I test drove a car with Full Self-Driving last week and it blew me away. Highway traffic, lane changes, stop-and-go, traffic lights, stop signs. The exact kind of driving I hate most. All of it. It's not perfect. But let's be honest, none of us is great.

That's the whole pitch. Not the acceleration, not the tech dashboard, not the environmental angle. I want to get 45 minutes of my day back.

The numbers don't make sense.

My 4Runner is financed at 7%. I'm two years into payments with three years left. The remaining interest on the loan is about $1,500 and I've already paid $5,000. My monthly payment is $692 and the thing gets 17 miles per gallon. At $3 a gallon and 10,000 miles a year, that's roughly $150 a month in gas. Total monthly cost: about $840.

The dealer is offering 0.99% APR. If I trade in the 4Runner and finance a new electric car for 72 months, the payment drops to $478. Electricity runs maybe $30 a month. Even adding $99/month for Full Self-Driving, my total monthly cost is around $607.

I still spent a solid hour building a spreadsheet comparing loan terms. The additional interest between 36 months and 72 months at 0.99%? $527 total. That's less than $8 a month. Classic CPA move, agonizing over half a month of Netflix while losing 45 minutes a day to traffic.

I've spent weeks trying to wrap my head around how I got this wrong. I found a super-reliable used car, negotiated the purchase price, and paid ahead on the loan. All the advice you get from personal finance experts. How is a new car with a longer loan a better decision? It makes my brain hurt. But somehow, at 0.99% APR, the "responsible" short loan actually costs me more than the "irresponsible" long loan due to time value of money.

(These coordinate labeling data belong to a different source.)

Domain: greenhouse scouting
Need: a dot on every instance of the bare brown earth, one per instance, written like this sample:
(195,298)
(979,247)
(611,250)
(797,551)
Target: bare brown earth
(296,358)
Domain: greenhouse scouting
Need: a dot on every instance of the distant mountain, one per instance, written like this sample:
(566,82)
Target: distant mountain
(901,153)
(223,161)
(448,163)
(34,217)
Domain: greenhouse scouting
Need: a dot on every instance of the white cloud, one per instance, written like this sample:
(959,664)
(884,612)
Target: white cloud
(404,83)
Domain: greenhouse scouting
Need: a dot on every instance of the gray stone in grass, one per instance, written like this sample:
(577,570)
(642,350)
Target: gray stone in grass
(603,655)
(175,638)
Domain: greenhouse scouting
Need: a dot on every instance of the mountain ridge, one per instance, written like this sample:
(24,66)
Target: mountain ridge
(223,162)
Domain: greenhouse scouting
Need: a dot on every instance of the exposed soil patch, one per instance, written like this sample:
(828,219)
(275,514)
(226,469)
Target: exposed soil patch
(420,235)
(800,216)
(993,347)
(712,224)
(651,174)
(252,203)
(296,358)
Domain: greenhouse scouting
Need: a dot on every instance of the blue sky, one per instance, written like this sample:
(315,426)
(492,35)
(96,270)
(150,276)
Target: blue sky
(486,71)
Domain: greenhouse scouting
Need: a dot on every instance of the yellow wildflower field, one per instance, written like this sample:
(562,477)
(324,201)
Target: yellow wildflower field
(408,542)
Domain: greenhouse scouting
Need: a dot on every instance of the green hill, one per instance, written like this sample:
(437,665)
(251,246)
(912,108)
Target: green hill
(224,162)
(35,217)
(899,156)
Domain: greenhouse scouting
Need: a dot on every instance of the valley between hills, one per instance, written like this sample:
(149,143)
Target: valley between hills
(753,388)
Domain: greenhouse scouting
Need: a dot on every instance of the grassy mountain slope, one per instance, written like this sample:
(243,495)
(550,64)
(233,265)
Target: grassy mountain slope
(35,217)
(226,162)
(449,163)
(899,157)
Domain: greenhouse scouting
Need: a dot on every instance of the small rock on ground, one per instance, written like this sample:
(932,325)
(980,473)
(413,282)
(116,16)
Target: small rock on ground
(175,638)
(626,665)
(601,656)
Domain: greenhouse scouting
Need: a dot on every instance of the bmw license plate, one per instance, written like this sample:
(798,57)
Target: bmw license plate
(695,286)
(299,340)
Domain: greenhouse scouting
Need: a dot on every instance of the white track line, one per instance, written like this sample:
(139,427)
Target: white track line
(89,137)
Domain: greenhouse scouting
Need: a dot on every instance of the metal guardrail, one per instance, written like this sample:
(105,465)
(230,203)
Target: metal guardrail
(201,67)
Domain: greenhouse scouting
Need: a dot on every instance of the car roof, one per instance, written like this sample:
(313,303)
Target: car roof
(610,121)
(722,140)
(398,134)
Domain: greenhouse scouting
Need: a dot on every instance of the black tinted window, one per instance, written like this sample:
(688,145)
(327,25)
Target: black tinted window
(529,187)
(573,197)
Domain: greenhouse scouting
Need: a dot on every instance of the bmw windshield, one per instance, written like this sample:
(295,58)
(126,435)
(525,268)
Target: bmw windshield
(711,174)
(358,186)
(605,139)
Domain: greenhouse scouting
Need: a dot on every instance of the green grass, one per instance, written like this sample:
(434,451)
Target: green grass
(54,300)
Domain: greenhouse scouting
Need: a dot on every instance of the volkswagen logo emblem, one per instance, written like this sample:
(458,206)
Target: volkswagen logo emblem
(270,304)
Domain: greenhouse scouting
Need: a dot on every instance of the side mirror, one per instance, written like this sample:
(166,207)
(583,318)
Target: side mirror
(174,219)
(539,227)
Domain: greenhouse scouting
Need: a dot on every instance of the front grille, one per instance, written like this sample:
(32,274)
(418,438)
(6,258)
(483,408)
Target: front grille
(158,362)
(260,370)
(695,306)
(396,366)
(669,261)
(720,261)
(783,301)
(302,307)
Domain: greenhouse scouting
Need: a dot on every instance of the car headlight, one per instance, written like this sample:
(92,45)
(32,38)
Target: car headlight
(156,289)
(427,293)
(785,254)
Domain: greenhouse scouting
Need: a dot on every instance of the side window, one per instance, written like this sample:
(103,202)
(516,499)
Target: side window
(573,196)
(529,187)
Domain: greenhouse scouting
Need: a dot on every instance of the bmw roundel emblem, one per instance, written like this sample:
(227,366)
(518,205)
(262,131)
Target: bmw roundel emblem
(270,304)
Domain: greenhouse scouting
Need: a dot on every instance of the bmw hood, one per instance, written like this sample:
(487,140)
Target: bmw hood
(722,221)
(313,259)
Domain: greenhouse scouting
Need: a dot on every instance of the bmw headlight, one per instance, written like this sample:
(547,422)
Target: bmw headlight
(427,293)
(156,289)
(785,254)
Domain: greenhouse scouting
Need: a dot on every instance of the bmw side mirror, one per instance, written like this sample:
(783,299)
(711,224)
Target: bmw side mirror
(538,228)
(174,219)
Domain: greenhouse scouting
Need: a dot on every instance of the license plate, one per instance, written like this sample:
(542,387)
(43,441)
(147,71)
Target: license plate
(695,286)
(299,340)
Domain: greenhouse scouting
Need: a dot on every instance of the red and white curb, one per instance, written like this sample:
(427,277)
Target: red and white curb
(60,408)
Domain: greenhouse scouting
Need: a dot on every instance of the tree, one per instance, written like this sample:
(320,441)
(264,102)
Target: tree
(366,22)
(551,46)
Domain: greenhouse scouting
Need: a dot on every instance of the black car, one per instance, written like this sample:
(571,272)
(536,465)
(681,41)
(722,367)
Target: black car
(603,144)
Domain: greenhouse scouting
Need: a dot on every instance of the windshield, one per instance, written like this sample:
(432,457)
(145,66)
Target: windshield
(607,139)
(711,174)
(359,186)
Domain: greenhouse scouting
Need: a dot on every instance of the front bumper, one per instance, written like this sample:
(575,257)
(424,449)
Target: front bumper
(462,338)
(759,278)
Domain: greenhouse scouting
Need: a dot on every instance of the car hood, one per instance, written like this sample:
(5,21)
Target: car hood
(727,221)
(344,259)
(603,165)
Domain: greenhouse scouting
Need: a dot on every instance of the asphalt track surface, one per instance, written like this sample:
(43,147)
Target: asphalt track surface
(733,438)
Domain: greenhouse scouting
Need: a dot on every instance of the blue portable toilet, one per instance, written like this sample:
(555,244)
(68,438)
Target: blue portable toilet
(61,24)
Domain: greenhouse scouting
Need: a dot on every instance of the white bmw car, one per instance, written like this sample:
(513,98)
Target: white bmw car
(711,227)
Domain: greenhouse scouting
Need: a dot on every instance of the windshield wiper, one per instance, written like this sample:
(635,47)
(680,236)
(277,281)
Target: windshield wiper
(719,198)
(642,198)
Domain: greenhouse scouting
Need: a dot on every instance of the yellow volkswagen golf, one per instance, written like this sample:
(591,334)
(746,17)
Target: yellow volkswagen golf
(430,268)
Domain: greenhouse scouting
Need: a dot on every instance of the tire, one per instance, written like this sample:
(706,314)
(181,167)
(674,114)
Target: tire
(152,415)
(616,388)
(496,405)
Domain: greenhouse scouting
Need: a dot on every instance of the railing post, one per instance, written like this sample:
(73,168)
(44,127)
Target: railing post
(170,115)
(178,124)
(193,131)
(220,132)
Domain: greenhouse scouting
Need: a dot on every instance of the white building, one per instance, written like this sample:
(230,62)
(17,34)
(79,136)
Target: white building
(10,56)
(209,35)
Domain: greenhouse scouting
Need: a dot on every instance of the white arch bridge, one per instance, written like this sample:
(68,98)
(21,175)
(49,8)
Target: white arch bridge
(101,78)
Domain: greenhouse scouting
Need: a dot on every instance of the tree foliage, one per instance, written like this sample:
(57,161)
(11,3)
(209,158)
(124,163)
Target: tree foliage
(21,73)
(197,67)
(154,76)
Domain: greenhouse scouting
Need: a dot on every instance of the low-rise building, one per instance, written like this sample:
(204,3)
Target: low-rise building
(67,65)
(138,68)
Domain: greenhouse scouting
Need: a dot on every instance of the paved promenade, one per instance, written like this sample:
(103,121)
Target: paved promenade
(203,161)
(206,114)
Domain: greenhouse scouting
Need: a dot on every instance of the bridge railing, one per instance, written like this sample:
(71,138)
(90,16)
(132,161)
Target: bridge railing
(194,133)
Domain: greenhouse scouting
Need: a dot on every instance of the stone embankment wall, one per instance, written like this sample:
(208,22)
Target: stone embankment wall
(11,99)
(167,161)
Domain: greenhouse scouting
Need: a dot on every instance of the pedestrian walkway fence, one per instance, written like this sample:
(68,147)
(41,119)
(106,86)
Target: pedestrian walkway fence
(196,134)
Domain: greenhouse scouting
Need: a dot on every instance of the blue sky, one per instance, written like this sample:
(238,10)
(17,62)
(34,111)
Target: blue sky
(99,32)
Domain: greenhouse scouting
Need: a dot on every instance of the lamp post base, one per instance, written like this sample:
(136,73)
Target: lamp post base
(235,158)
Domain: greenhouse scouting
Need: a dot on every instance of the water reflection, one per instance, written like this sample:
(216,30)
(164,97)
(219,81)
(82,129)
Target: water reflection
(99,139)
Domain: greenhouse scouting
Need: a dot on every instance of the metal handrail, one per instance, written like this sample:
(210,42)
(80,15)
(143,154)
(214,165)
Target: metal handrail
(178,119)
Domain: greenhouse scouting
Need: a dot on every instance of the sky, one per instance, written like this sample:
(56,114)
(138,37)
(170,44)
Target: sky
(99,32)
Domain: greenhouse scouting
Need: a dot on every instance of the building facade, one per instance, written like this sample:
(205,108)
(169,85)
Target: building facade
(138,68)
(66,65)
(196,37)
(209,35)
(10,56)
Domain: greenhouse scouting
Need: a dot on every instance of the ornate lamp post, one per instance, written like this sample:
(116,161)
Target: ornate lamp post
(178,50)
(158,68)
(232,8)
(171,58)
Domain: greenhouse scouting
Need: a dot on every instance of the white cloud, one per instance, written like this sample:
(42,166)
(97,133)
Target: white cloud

We optimize the wrong things.

At work, this is a decision I wouldn't think twice about: get back 15 hours a month of unproductive time and save $230 doing it. I'd sign that deal before lunch. But because it's my personal finances, my brain stops working and I waste a Sunday morning building a spreadsheet to save $8 a month.

We keep pointing technology at the things we enjoy and doing the miserable stuff ourselves. That's backwards. The whole point of automation, AI, robots, whatever you want to call it is to eliminate the things you hate so you can spend more time with the people you love and on the things you actually enjoy.

Arnold Bennett wrote in 1908: "If you have time, you can obtain money. You cannot buy more time." He was talking about office workers wasting their evenings and commutes to newspapers and procrastination. Substitute email and doomscrolling and we face the same problems, 118 years later.

ONE MORE THING

The book is How to Live on 24 Hours a Day. It's 70 pages, written in 1908, and I'm shocked by how much it applies today. Influencers have been repackaging Arnold Bennett's ideas for 100+ years. Go to the original source, free on Kindle or with Spotify Premium.